Okay, it's Christmas Eve, and so I decided it would be a great day to come into the office to get some work done, right? But there are other people here! Can you believe it? That's sooo weird! I have tried doing a people search on every single person in the office, but nothing has come up positive yet! I'm so sure they must be ax murderers or serial burglars or at least own smiley face underwear or something. They must! They're the strangest people. None of them ever talk to me, and whenever I stare at them, they just look over and glare. It's so annoying that I just keep staring. That will show them! One person, even as I type this, is drinking orange juice through a straw. Can you imagine? Why would you do that? Even if it's pulp-free, that's still pretty gross. Anyway, I'm still going to try new methods to find people so that eventually I discover all their dirty little secrets. I guess they must be better at hiding them than I thought.
Well, it wasn't difficult to find someone else to pick on. I never noticed how many weird people actually work here. I was so consumed with Elizabeth that everyone else seemed normal, not so... I'm still trying to figure out who is the worst, everyone seems to have their quirks, maybe its just me! To help me make up my mind (who I can pick on) I decided to visit one of the people finder sites I am always recommending and people search these weirdos. Its so easy to find someone using people search engines, why not see if any of my weird co-workers has anything to hide!

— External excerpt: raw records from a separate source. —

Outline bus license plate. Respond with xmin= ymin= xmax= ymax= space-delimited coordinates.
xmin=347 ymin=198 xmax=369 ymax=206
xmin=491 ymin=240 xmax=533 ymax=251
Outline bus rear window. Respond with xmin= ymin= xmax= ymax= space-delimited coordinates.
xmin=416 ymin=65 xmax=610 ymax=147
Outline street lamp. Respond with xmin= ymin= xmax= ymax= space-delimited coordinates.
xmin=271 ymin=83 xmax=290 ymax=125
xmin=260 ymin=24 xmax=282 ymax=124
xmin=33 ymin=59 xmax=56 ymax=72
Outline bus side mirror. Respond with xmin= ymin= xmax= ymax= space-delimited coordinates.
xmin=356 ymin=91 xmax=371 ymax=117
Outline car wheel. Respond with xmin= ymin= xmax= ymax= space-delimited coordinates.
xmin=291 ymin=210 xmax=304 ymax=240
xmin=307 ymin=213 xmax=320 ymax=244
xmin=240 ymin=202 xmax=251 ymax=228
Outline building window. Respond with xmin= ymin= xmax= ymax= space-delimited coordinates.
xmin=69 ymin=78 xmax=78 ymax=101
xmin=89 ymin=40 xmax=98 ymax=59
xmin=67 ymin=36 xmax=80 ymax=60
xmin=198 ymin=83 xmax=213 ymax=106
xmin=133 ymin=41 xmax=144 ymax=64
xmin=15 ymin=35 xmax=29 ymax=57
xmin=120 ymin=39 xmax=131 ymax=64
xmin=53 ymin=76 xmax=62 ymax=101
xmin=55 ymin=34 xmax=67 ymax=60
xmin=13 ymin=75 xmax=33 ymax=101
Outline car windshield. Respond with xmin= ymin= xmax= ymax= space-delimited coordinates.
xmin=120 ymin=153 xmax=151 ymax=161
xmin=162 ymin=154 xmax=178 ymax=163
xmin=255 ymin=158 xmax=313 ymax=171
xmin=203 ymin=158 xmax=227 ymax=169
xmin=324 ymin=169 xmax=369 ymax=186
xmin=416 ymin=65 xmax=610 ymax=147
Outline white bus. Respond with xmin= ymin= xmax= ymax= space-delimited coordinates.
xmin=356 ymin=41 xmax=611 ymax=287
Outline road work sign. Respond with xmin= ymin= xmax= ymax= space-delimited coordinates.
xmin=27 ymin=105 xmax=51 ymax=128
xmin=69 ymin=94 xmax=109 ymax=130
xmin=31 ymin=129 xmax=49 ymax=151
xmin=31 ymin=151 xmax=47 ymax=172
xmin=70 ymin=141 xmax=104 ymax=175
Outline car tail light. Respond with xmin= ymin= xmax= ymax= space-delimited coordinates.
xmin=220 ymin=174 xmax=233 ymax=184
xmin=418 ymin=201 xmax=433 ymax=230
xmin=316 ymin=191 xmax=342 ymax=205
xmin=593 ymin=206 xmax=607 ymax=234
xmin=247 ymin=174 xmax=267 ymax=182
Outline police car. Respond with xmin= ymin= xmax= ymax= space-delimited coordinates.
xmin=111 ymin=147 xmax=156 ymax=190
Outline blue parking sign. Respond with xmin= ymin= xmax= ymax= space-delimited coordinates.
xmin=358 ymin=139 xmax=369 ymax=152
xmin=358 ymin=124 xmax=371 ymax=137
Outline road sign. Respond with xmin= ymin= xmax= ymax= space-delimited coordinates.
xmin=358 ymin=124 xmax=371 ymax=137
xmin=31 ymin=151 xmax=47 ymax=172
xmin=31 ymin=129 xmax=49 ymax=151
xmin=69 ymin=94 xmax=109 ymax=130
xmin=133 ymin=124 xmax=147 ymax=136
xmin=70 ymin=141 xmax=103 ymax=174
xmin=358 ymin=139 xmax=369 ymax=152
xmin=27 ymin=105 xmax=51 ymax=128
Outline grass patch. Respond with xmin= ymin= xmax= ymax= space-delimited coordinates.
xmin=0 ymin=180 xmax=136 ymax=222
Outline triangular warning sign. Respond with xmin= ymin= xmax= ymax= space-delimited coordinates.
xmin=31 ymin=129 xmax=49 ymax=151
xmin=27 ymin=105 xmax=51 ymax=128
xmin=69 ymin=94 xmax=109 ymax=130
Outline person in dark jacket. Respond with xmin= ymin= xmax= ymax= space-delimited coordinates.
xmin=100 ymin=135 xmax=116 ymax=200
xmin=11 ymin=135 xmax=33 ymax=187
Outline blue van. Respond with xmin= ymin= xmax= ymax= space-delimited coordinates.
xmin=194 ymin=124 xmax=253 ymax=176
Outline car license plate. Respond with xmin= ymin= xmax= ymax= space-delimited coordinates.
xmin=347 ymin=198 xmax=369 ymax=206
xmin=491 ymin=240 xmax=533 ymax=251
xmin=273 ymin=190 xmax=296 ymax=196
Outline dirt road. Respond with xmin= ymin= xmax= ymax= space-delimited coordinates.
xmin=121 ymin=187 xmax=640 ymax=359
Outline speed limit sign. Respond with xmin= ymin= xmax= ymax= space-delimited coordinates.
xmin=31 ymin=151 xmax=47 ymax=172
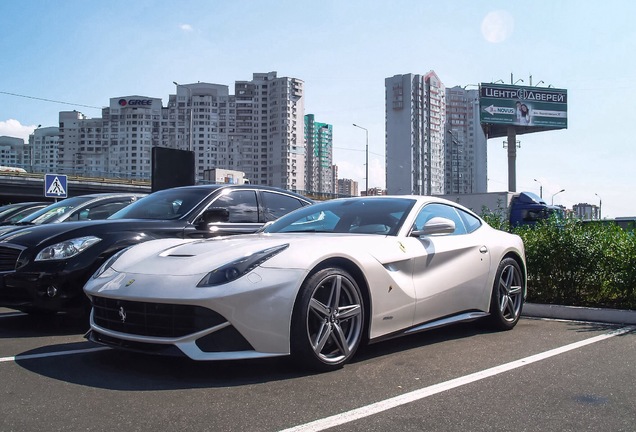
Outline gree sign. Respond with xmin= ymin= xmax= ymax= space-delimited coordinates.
xmin=118 ymin=99 xmax=152 ymax=106
xmin=479 ymin=83 xmax=568 ymax=133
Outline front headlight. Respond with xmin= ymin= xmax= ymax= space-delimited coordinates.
xmin=197 ymin=244 xmax=289 ymax=288
xmin=35 ymin=236 xmax=102 ymax=261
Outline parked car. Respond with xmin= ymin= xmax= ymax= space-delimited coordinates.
xmin=84 ymin=196 xmax=526 ymax=370
xmin=0 ymin=185 xmax=311 ymax=313
xmin=0 ymin=192 xmax=146 ymax=235
xmin=0 ymin=201 xmax=51 ymax=225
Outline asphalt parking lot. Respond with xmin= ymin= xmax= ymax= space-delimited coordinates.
xmin=0 ymin=308 xmax=636 ymax=432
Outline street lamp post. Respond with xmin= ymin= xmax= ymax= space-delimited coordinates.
xmin=353 ymin=123 xmax=369 ymax=196
xmin=30 ymin=125 xmax=42 ymax=173
xmin=534 ymin=179 xmax=543 ymax=198
xmin=172 ymin=81 xmax=194 ymax=151
xmin=552 ymin=189 xmax=565 ymax=205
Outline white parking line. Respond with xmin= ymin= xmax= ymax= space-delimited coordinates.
xmin=280 ymin=326 xmax=636 ymax=432
xmin=0 ymin=347 xmax=110 ymax=363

In other news, and on a more cheery note, I've been thinking about holiday decorating, and found this awesome article on how to get out of doing it yourself: FindAnyoneNow.net - Finding a Holiday Decorator
Until next time :)
Yay! "Elizabeth" is gone for good! What a freak. She finally quit. Something about a better job offer. Whatever, I highly doubt she got a better job. She probably just felt weird being in a office full of fun normal people. It's such a relief that I don't have to come to work and see her face anymore. Ugh. But I guess now I have no one to complain about, I might have to find someone new to pick on. Is that wrong? I don't think so. Well since she's been gone, I've had way more time to people search. I found a bunch of good sites for you guys today. I feel like people search engines are my second home these days. A good person find is better than finding a good sale, I swear. Also, go check out Find Anyone Now, it has great articles on how to find all kinds of people. I found it looking for a realtor for my mom. Anyways, I am done with my lunch, so I'll be back again soon!